Others include Operation Colombo, an operation carried out by DINA in collaboration with counterparts in Argentina and Brazil to search and forcibly disappear opponents while publicly informing they had died during armed confrontations with foreign security forces or that they had been victims of internal purges; Death Caravan involving a general and three army officers who travelled the country systematically executing political prisoners and presumed opponents of the regime; as well as Conference II, Paine, Fuente Ovejuna, Víctor Jara and Littré Quiroga, and Carmelo Soria.

“Victims and their families have been waiting too long – half a century – to know the truth, and to get justice and reparations for serious human rights violations committed during the dictatorship,” said Türk.

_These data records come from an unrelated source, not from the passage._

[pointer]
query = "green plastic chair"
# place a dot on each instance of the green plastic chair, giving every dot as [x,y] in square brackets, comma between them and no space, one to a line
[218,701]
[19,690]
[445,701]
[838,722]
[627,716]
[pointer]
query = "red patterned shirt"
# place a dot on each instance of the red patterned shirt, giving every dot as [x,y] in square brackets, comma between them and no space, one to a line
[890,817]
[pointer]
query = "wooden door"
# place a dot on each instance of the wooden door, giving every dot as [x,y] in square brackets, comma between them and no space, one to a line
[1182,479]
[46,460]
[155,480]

According to official data, more than 3,200 people were killed during the military dictatorship from 1973 to 1990, half of them believed to have been forcibly disappeared.

Türk also acknowledged Chile´s progress on other pillars of transitional justice in the year of the 50th anniversary of the 1973 military coup d´état, such as the State’s adoption of the National Search Plan. In addition, the judgement clearly states that it is the obligation of the State to search for the victims and this obligation is not extinguished with the initiation and/or completion of a criminal investigation.

“Essential files containing testimonies and statements from victims of torture and political imprisonment that remain sealed need to be accessed immediately, and all state institutions must cooperate with this objective,” the High Commissioner said.

“It is time to know the fate and whereabouts of all disappeared people – including that of the babies stolen from their parents.”